Monica memandangi Jihan tidak percaya. "Ah~ itu kan cuma rumor. Lagian situs judi online pasti susah buat diakses karena ilegal."
Jihan berdesis. "Justru akses judi online itu gampang nyebar nya. Mereka sebagai anggota tinggal nawarin ke temen-temennya buat ikutan. Syarat jadi anggota Remora itu harus dibawah umur. Kalo mereka ketangkep, polisi gak bisa ngehukum karena mereka bukan orang dewasa."
Monica tidak terlalu percaya, ia hanya mengganggap perkataan Jihan sebagai rumor biasa.
Jihan sering sekali menganalisis keadaan sekolah, ia selalu membuat teori-teori liar yang menurutnya menyenangkan.
Monica dan Jihan duduk di kafetaria setelah mengambil makanan. Mereka sibuk mengobrol kesana-kemari mengenai banyak hal.
"Bisa gak sih dia berhenti gangguin anak-anak lemah."
Kata Jihan mengarah pada Karin yang sibuk mengganggu para siswa/siswi lemah.
"Mereka cocok banget kalo jadi pasangan. Sama-sama tukang buli." Ujar Jihan saat melihat Dimas tengah berjalan masuk ke kafetaria dengan raut wajah yang marah.
Sampai akhirnya keadaan kafetaria menjadi chaos. Dimas menendang tubuh siswa lelaki hingga jatuh ke lantai. Siswa itu hendak berdiri namun dengan cepat Dimas memukul kepalanya menggunakan food tray stainless. Lelaki itu berteriak kesakitan, Dimas hendak menginjak lelaki tersebut namun teman-temannya mencegah.
"Udah Dim, udah!" Kata Rehan sedikit marah.
"Cleo gak sengaja patahin tongkat baseball lu. Lagian lu bisa beli yang baru."
Dimas melepas semua cengkeraman teman-temannya. "Perstan Anjng." Ujarnya menendang kursi dan melenggang pergi.100Please respect copyright.PENANABzcCXfbYZZ
Monica menghembuskan napasnya, ia tegang dan sedikit ngeri pada Dimas.
"Serem banget." Gumamnya pada Jihan.
"Miris banget gue sama attitude nya. Jangan sampe deh kita berurusan sama orang ringan tangan kaya Dimas."
Membayangkannya saja sudah membuat Monica merinding.

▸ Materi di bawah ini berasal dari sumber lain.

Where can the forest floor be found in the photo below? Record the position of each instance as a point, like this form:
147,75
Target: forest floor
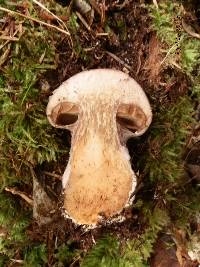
158,45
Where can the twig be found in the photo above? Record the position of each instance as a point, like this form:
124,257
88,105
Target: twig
119,60
47,10
57,176
21,194
83,21
168,53
5,55
35,20
190,32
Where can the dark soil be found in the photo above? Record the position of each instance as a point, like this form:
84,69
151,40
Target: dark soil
135,43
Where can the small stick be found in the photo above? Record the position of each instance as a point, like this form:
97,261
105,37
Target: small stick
21,194
52,14
119,60
191,33
35,20
83,21
57,176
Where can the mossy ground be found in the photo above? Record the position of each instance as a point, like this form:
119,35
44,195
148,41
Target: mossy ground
154,46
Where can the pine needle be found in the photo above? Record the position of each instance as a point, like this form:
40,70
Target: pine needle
35,20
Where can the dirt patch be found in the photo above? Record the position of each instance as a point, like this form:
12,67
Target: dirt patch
132,48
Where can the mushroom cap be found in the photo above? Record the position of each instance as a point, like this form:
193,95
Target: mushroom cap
99,107
133,110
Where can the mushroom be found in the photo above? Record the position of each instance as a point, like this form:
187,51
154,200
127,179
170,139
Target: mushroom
102,108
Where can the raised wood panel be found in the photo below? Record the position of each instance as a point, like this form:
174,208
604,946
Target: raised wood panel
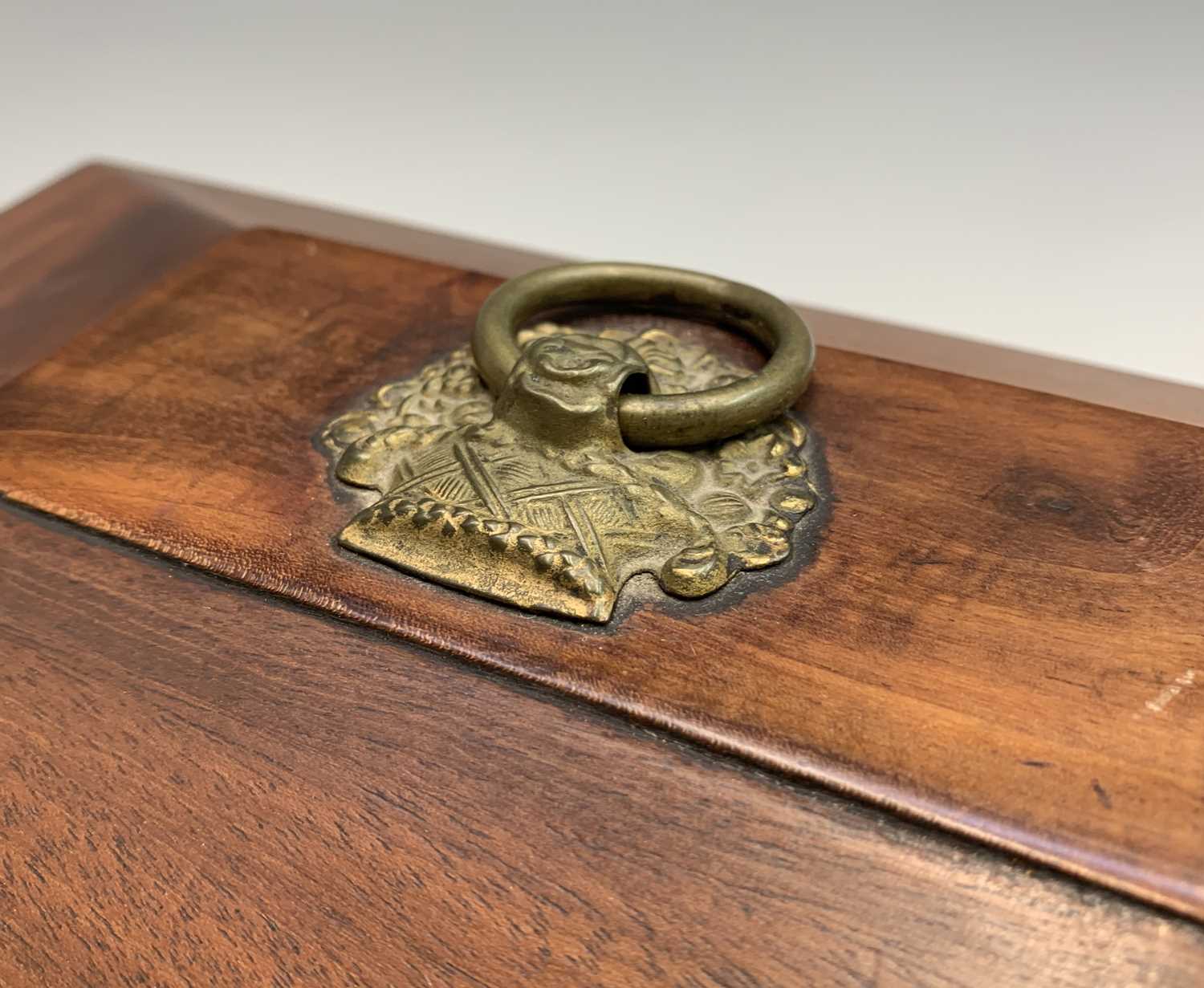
200,785
1003,602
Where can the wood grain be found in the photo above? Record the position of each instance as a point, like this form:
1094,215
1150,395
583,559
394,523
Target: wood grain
1008,585
206,786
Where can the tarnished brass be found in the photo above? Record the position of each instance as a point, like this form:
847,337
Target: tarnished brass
536,498
661,421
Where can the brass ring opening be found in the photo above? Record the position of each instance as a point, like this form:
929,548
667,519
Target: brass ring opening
661,421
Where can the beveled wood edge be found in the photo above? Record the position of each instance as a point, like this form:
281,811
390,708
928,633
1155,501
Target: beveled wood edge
845,331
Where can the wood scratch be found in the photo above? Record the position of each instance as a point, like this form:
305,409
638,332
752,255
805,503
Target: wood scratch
1160,703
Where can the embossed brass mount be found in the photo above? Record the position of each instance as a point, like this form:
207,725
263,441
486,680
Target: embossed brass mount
535,497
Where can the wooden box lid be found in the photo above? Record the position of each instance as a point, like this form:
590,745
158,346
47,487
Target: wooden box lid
995,624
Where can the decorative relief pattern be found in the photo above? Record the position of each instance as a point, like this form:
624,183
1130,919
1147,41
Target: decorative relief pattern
535,499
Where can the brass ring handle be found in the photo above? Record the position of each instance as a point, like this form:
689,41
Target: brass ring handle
661,421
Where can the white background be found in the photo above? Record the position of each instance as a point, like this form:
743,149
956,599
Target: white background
1023,173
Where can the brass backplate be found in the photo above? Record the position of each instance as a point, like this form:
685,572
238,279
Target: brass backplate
535,499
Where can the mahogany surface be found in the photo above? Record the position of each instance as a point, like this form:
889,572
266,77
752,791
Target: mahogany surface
1002,603
200,785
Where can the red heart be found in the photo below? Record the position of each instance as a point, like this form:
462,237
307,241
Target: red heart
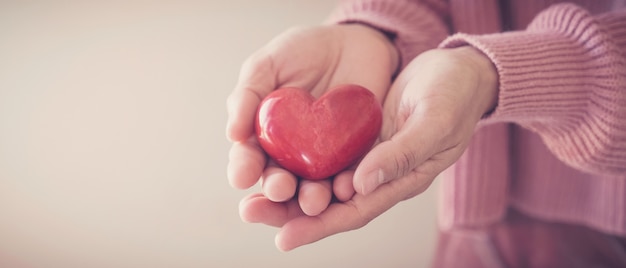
317,139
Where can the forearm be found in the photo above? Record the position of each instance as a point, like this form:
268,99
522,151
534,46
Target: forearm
413,26
564,78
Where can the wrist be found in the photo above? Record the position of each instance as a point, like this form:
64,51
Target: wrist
487,74
381,36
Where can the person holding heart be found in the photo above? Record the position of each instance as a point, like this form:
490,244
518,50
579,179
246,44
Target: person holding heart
519,107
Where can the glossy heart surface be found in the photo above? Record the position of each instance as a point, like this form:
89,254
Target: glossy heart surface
316,139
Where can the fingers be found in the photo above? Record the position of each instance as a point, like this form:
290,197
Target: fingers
246,162
278,184
396,157
344,216
256,80
314,196
256,208
342,186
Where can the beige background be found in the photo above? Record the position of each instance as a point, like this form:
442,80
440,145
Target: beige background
112,146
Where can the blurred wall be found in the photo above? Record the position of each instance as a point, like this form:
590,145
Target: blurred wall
112,146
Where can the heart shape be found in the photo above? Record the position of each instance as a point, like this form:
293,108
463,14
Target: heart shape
316,139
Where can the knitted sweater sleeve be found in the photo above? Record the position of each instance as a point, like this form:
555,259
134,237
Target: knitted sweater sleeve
564,77
414,25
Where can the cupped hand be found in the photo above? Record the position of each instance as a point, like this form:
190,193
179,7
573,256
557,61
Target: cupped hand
315,59
430,113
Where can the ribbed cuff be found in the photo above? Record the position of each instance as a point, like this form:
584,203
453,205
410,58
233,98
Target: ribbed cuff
415,27
564,79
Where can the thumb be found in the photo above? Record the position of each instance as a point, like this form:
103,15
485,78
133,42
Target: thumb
391,159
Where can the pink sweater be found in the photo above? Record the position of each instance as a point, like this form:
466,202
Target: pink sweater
555,146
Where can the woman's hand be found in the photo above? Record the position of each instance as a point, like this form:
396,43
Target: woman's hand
430,112
311,58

Dimas dikenal sebagai siswa yang ringan tangan. Tidak peduli orang itu laki-laki atau perempuan kalau menurutnya pecundang maka harus di tindas.

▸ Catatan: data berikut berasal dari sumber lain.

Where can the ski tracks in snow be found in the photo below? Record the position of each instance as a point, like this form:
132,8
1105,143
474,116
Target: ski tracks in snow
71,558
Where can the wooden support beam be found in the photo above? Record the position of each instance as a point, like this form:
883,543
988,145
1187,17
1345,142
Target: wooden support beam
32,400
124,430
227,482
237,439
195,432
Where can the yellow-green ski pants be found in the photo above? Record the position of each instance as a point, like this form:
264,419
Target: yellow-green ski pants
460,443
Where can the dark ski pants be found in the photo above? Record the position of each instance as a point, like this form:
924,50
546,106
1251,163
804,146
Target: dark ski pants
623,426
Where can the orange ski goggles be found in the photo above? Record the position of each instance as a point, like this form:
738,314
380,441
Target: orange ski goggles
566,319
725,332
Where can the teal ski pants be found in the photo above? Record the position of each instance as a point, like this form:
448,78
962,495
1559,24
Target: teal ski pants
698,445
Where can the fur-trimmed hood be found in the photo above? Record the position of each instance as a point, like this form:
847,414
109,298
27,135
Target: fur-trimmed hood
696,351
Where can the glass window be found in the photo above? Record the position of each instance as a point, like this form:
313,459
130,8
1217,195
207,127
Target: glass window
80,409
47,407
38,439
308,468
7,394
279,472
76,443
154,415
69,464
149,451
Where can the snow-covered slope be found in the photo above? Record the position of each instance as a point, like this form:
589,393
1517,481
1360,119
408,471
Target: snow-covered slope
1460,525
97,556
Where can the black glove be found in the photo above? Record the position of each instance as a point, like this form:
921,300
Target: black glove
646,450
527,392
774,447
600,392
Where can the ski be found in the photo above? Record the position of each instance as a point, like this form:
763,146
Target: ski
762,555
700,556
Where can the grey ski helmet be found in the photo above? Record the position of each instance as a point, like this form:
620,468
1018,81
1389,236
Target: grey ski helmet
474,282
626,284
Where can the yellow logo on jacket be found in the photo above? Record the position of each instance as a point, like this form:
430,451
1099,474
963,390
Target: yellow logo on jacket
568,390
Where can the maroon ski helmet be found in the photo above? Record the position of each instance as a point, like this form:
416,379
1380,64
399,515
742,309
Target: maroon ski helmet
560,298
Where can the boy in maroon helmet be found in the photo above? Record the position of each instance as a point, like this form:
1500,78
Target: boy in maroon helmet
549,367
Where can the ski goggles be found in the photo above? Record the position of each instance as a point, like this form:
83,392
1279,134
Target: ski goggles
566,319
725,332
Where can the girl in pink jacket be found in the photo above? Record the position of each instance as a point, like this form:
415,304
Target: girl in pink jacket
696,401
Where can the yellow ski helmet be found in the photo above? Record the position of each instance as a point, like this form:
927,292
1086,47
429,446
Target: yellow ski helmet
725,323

Sikapnya yang kasar itu terbentuk dari papanya yang kejam. Dimas dipaksa untuk selalu hidup dengan pencapaian terbaik. Dia tidak boleh ada di nomor 2, semua yang dilakukan oleh Dimas harus selalu nomor 1. Karena itu bisa membuat reputasi papanya sangat baik di kepolisian. Mereka akan beranggapan bahwa beliau berhasil mendidik sang anak.
"Ngejaga tongkat baseball aja sulit, Dim?!" Sebuah tongkat panjang mendarat di bokongnya.
Posisi Dimas seperti orang push up. Ia memejamkan mata setiap papanya memukul. Mulut Dimas berhitung sampai hitungan ke 10 setelah itu papanya akan berhenti memukul.
Tongkat itu dilempar ke lantai. "Dasar anak gak berguna!." Ujarnya keluar dari ruangan dengan amarah yang masih bergejolak.
Perlahan Dimas menurunkan tubuhnya, menempel dengan lantai. Ia memejamkan mata membuat air mata menetes ke lantai. Tubuhnya terasa nyeri, bokongnya panas dan berdenyut. Sementara hatinya sudah hancur. Dimas menangis tertahan.
Tangan Dimas mengepal, ia menyalahkan Cleo karena tongkat baseball pemberian papanya dipatahkan. Saat itu Cleo lupa membawa tongkat miliknya dan pelatih menyuruh Cleo untuk menggunakan tongkat milik Dimas terlebih dahulu. Namun saat memukul bola justru tongkat baseball milik Dimas terbagi menjadi dua. Cleo tidak tahu kalau kejadian itu bisa membuat dirinya masuk rumah sakit.
Dimas dilaporkan atas penyerangan Cleo di cafetaria.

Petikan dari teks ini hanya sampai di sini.